Especialista em fenômenos meteorológicos, Aguiar vai atuar nos estudos dos efeitos das tempestades no baixo curso do rio Negro, a parte mais larga do principal afluente do rio Amazonas. Sua atuação também na área acadêmica, com incentivo às pesquisas na área.

“Com este projeto, a gente vai saber os efeitos causados pelas tempestades. Poderemos lançar um alerta. Por isso vamos ter o equipamento permanentemente instalado e funcionando em tempo real”, explicou Aguiar.

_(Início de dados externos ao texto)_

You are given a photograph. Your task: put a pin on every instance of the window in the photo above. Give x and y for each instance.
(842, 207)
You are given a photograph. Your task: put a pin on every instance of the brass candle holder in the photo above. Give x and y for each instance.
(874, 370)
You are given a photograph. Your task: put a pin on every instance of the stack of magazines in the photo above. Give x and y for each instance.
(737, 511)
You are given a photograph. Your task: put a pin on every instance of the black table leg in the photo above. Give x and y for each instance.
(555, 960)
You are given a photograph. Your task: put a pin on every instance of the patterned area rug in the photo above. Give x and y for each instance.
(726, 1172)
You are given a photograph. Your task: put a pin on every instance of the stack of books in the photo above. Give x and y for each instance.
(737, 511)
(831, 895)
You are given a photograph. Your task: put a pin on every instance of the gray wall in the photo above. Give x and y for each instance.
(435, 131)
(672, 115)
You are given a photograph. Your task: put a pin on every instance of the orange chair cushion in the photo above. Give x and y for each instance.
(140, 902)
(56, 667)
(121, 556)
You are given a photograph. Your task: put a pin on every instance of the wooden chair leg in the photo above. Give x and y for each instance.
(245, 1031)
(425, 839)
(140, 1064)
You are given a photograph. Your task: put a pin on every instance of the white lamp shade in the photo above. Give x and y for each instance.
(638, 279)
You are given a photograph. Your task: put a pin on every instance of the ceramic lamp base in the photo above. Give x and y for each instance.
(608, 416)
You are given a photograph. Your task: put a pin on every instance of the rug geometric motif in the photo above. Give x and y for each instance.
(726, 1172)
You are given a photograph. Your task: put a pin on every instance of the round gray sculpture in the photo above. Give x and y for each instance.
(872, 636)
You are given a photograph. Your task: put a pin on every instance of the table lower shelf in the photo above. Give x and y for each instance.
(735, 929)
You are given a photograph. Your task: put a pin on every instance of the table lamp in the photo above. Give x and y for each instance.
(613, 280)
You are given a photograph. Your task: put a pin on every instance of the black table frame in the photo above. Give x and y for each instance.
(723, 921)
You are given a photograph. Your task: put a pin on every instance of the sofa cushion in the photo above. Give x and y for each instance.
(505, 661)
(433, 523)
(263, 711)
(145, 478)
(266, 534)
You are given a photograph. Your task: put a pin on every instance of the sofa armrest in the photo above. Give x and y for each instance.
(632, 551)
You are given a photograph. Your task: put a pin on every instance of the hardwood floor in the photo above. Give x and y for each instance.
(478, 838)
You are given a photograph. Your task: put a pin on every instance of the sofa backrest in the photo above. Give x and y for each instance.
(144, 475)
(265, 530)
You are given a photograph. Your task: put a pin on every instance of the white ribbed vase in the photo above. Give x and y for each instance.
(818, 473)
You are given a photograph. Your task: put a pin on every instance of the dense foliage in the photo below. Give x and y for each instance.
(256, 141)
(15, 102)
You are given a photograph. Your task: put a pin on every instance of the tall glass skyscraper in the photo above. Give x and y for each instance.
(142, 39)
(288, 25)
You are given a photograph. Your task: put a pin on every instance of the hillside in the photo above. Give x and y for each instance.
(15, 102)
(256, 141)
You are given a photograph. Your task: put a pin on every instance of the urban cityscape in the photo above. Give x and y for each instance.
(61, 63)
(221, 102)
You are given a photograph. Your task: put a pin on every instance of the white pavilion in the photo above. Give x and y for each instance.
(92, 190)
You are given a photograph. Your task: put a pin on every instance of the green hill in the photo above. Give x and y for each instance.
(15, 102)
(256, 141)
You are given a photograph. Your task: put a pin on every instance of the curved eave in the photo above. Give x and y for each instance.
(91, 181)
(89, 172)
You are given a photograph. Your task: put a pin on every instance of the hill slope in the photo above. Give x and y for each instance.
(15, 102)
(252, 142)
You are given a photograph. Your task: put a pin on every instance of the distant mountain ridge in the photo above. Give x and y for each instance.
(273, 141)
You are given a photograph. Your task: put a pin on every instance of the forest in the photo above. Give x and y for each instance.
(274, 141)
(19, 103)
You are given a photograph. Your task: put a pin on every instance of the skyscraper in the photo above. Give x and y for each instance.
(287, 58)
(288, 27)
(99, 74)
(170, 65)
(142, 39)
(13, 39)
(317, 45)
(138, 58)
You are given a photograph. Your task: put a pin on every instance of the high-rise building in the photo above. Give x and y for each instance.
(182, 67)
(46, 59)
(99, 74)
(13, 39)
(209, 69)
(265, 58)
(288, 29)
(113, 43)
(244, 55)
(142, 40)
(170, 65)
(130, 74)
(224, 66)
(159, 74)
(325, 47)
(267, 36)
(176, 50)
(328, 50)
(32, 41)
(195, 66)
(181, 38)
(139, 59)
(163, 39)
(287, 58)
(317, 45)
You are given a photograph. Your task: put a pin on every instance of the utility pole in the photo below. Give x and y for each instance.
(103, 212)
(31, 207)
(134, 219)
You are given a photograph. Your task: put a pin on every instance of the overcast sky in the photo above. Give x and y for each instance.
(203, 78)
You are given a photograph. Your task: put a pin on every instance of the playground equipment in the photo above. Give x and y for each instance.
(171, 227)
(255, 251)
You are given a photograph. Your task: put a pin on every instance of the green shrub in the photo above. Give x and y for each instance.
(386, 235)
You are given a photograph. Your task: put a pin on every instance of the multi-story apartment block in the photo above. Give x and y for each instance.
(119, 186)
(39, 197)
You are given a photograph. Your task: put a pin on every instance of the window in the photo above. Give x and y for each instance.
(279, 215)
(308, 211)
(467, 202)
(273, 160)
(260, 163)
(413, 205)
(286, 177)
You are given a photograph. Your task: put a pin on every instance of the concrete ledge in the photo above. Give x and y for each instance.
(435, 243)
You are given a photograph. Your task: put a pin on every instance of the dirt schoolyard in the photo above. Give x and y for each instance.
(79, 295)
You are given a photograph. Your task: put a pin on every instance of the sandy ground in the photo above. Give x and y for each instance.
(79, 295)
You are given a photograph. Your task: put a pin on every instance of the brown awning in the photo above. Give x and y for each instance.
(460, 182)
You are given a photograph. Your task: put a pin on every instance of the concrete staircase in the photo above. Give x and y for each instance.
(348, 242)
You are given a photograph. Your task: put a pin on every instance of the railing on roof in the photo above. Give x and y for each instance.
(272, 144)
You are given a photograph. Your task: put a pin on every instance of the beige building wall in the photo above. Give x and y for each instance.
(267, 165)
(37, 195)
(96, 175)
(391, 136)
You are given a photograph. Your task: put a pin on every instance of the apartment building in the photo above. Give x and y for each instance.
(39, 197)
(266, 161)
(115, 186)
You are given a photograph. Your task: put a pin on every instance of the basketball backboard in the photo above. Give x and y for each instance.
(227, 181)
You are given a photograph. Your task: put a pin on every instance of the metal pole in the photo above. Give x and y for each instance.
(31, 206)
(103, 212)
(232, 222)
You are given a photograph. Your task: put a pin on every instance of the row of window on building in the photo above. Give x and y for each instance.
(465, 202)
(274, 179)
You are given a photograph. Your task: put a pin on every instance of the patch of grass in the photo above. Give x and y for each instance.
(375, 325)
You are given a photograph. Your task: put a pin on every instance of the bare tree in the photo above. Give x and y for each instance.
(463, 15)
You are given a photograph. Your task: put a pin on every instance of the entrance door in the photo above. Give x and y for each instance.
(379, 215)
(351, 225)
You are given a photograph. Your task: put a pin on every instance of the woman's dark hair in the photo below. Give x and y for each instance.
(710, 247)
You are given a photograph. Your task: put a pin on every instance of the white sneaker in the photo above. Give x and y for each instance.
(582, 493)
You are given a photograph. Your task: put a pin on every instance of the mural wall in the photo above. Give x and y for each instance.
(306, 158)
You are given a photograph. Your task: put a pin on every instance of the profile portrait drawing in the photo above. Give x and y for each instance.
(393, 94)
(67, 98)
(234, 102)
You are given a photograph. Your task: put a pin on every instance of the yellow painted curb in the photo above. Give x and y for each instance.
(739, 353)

Nas proximidades de Manaus, o rio Negro tem a sua bacia mais larga. Entre o píer do Hotel Tropical e a margem direita chega a ter 12 quilômetros de largura na época da cheia. Na época da vazante, continua larga e a navegação torna-se mais perigosa devido às chuvas intensas e rápidas características da época, com ventos fortes, muitas das vezes sem direção certa.

 Características

O ondógrafo adquirido pelo Remam configura-se um sinal náutico flutuante cego em forma de bóia direcional, com 0,9cm de diâmetro e bateria com autonomia de três anos, medidor de temperatura superficial, GPS, datalogger de 256 mb e antena.

Com acesso remoto, a bóia poderá ser monitorada em tempo real via rádio VDF ou SM onde a cobertura permita. A informação recolhida permitirá a sua divulgação em tempo real, estabelecer a climatologia de agitação marítima na Região do rio Negro.

O ondógrafo também vai alimentar, calibrar e verificar os modelos meteorológicos e de previsão de agitação fluvial a desenvolver.